当前位置：首页 > news >正文

Does a vector database maintain pre-vector chunked data for RAG systems?

news 2025/9/15 2:47:24

题意：一个向量数据库是否为RAG系统维护预向量化分块数据？

问题背景：

I believe that when using an LLM with a Retrieval-Augmented Generation (RAG) approach, the results retrieved from a vector search must ultimately be presented in text form. Otherwise, the prompt would just contain a series of numbers (vectors), which would be meaningless. I assume that the pre-vector chunked data needs to be stored somewhere within the vector database. Is this usually maintained within the vector database itself?

我相信，当使用带有检索增强生成（RAG）方法的大型语言模型（LLM）时，从向量搜索中检索到的结果最终必须以文本形式呈现。否则，提示将仅包含一系列数字（即向量），这将毫无意义。我假设预向量化分块的数据需要存储在向量数据库中的某个位置。这通常是存储在向量数据库本身内部的吗？

问题解决：

In a RAG system, the vector database stores only numbers that represent the text, not the text itself. The actual text is kept in a different place. When you search for something, the system uses these numbers to find the relevant text and then presents it to you.

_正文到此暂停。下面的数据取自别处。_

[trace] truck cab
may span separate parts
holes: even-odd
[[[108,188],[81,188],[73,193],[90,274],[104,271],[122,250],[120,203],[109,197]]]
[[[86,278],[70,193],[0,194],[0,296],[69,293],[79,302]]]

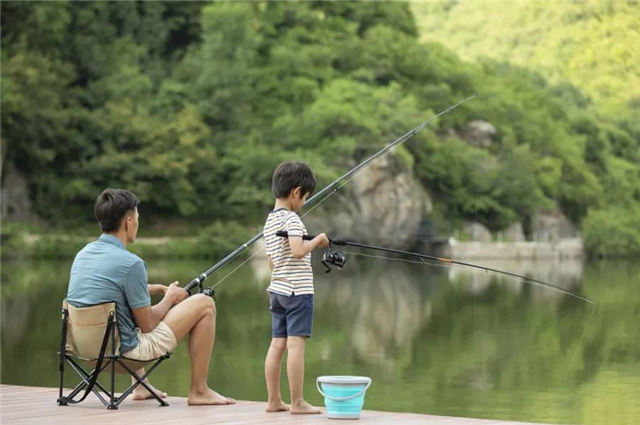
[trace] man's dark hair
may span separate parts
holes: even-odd
[[[96,199],[96,220],[103,232],[115,232],[128,211],[138,207],[140,200],[125,189],[105,189]]]
[[[286,198],[296,187],[302,189],[301,196],[311,194],[316,188],[316,177],[311,167],[304,162],[283,162],[273,173],[271,189],[276,198]]]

在RAG系统中，向量数据库仅存储代表文本的数字，而非文本本身。实际的文本被保存在不同的位置。当你搜索某些内容时，系统使用这些数字来找到相关的文本，然后将其呈现给你。

In a typical RAG system, the vector database does not maintain the pre-vector chunked data. Instead, the vector database stores only the vector representations of the text data. The pre-vector chunked data, which includes the original text passages or documents, is usually stored separately in another database or data source. When a retrieval is performed using vectors, the system retrieves the corresponding pre-vector chunked data from this separate source based on the vectors retrieved from the vector database.

在典型的RAG系统中，向量数据库并不维护预向量化分块的数据。相反，向量数据库仅存储文本数据的向量表示。预向量化分块的数据，包括原始文本段落或文档，通常被单独存储在另一个数据库或数据源中。当使用向量进行检索时，系统会基于从向量数据库中检索到的向量，从这个单独的源中检索相应的预向量化分块数据。